Wiggling it beats a path for a better performance at school

Marching, wiggling and tapping a beat aids young children to develop their self-regulation skills and improve school readiness, as shown in newly-published QUT early childhood research.

Associate Professor Kate Williams designed a low-cost preschool program focussing exclusively on rhythm and movement activities linked to pathways in the brain to support attentional and emotional development.

“Think heads, shoulders, knees and toes but do the actions backwards while you sing forwards. It tricks the brain into gear,” Assoc Prof Williams said.

The Queensland study, involving 113 children from lower socioeconomic communities, measured the effectiveness of the program to boost self-regulation skills.

“Being able to control your own emotions, cognition and behaviours is an important predictor of school readiness and early school achievement,” Assoc Prof Williams said.

“The aim is for regular sessions to be introduced into daily activities of young children to help support their attentional and emotional regulation skills, inhibition and working memory. We want all early childhood teachers to feel confident to run these fun and important activities.”

The findings have been published in the international peer-reviewed journal Psychology of Music.

The study is a unique investigation about preschool children and the application of a rhythm and movement program to address socioeconomic-related school readiness and achievement gaps.

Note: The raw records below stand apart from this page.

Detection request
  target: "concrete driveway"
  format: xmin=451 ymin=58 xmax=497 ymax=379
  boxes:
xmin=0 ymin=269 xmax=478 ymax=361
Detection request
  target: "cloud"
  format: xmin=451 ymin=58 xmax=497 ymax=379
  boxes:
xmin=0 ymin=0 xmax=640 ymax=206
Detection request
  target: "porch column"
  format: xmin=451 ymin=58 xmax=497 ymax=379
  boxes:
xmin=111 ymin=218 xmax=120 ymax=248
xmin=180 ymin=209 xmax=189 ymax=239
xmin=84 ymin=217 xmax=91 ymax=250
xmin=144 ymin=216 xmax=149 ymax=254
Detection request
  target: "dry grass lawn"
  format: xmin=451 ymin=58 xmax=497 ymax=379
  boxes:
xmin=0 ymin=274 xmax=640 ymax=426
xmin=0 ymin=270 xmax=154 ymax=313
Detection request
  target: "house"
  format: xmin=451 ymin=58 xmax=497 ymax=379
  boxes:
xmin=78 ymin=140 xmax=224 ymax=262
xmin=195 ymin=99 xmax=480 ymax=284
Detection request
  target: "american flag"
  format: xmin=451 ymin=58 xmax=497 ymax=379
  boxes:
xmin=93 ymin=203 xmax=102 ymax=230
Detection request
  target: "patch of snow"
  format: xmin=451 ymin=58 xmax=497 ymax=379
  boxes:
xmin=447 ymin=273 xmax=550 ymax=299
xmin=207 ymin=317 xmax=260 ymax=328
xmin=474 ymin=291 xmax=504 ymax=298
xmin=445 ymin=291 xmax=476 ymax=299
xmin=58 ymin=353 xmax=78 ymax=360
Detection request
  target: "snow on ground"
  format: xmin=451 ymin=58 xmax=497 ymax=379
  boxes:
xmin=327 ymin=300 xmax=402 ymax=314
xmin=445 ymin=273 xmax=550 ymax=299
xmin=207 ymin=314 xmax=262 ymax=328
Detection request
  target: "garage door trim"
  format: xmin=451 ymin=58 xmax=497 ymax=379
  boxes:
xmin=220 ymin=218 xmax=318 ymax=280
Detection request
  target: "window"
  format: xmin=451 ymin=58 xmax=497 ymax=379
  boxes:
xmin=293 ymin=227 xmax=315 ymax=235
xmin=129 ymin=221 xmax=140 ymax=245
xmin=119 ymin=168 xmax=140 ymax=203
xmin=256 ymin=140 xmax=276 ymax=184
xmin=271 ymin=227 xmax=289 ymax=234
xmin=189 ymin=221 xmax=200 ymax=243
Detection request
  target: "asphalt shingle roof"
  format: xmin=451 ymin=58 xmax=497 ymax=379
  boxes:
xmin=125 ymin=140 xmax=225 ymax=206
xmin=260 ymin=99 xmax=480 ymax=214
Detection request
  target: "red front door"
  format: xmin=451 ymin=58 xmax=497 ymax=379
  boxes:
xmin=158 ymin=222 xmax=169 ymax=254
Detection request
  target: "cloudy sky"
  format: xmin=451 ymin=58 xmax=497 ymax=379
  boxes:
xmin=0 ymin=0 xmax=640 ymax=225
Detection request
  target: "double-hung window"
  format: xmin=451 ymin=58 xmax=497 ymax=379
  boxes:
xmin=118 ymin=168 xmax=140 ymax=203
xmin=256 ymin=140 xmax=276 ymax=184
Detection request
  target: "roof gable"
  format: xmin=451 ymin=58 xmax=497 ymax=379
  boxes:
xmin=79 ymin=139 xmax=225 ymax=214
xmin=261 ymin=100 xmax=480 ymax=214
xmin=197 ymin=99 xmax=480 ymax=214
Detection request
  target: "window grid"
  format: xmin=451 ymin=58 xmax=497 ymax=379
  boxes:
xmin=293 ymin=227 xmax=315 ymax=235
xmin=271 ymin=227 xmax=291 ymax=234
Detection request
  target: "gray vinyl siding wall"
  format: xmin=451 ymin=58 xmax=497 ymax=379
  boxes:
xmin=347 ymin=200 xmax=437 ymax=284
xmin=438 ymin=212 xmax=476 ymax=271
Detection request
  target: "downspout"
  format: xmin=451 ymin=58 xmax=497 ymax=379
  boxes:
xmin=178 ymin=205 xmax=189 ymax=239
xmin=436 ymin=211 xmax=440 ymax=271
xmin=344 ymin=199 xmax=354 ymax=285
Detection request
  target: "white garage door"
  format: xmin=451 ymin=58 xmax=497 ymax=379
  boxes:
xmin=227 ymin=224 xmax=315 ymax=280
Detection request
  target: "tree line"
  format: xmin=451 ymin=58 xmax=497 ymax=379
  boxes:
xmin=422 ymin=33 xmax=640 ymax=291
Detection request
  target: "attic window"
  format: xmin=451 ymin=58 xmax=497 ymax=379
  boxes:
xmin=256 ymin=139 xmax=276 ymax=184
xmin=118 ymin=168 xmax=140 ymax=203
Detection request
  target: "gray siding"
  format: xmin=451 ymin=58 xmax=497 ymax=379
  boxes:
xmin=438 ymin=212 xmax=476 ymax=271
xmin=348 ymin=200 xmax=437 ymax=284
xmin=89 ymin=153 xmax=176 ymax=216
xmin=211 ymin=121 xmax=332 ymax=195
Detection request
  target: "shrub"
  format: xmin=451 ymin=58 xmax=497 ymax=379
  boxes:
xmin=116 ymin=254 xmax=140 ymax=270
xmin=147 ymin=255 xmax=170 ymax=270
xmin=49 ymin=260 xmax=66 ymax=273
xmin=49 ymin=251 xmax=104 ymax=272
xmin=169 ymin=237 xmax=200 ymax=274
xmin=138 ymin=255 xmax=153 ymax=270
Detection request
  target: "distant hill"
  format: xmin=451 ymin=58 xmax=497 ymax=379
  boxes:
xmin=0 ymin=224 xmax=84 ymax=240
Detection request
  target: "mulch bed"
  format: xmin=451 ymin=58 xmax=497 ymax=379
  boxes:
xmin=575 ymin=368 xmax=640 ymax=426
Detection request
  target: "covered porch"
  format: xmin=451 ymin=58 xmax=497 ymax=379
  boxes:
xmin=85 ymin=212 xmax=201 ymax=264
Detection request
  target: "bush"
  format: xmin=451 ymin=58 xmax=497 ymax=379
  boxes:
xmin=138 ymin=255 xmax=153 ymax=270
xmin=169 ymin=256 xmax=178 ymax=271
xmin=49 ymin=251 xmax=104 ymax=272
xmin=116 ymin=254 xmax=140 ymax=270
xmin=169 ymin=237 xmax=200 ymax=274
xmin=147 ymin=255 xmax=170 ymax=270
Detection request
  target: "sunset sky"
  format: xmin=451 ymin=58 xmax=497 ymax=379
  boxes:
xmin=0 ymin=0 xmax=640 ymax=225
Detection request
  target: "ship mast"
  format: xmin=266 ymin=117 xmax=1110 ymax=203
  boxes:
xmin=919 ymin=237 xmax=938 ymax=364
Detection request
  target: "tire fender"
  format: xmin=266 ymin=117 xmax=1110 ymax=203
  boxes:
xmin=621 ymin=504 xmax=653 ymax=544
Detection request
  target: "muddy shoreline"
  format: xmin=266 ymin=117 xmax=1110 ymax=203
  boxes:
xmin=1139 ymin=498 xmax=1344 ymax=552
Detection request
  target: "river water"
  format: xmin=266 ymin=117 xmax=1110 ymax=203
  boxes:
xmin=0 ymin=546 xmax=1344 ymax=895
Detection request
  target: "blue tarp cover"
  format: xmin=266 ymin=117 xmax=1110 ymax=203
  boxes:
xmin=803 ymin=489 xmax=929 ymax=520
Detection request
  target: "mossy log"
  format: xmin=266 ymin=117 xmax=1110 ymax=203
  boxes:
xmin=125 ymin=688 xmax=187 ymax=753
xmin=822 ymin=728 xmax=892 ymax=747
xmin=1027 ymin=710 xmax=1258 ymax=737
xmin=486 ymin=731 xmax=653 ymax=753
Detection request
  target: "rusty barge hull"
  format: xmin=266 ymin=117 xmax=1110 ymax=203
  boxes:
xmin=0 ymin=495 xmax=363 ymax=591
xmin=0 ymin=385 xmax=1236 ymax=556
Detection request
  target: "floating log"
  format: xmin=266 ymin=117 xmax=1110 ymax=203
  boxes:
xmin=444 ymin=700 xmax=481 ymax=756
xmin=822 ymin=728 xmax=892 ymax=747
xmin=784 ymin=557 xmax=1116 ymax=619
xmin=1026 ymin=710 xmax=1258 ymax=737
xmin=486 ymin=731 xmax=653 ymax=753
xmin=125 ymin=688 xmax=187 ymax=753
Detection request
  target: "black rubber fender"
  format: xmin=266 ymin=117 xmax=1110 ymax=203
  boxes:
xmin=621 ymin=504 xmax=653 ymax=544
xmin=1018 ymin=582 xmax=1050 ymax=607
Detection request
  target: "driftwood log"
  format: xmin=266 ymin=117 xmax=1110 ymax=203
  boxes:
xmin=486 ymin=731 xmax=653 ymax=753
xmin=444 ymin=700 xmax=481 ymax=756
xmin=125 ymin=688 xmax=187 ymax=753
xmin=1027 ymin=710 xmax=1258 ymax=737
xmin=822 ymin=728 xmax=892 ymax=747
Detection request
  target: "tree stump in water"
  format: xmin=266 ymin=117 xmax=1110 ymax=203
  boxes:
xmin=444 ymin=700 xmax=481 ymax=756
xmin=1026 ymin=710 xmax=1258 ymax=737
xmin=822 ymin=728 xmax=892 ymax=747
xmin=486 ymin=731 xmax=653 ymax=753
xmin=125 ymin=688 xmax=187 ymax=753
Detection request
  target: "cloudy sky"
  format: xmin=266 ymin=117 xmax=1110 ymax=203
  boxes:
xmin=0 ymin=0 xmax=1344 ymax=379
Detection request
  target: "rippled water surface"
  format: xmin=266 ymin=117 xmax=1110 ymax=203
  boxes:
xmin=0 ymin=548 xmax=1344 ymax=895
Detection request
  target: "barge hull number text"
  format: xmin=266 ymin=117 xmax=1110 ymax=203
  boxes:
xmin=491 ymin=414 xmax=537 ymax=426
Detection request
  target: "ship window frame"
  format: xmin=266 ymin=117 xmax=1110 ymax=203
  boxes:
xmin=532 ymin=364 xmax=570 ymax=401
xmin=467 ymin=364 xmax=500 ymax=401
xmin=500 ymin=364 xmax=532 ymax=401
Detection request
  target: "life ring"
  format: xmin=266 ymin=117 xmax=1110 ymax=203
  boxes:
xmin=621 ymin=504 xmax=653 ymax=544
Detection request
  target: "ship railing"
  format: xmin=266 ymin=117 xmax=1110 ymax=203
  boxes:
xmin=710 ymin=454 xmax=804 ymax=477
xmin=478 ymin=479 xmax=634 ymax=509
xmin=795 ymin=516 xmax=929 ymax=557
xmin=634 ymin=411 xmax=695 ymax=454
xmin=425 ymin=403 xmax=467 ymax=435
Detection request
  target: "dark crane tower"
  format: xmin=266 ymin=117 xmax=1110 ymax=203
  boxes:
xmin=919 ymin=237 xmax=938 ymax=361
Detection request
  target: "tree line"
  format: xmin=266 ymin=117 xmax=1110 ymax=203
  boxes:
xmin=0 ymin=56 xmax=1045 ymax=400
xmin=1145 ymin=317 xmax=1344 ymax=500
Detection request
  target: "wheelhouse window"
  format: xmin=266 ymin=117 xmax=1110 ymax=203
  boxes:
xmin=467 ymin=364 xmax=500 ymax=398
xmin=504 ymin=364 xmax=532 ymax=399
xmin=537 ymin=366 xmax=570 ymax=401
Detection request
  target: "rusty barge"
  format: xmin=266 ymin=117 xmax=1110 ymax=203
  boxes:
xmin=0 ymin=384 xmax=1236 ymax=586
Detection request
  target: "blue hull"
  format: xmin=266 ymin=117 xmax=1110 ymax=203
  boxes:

Assoc Prof Williams said differences in neurological processes can produce educational inequalities for young children who experience disadvantage. It’s been identified by UNICEF as an international priority.

The study recognises what Assoc Prof Williams describes as the ‘musician advantage’—enhanced neural plasticity and executive functioning—particularly among children given formal musical instruction.

“The children who have music lessons from a young age are often from families who can afford them,” she said.

“The problem is that the children who most need the musician advantage miss out because it isn’t affordable for all families to access highly quality music programs”.

She said the benefits of early shared book reading between parents and children have long been established.

Another recent Australian study, led by Assoc Prof Williams, was the first to show that early shared music activities in the home also contributed to positive development.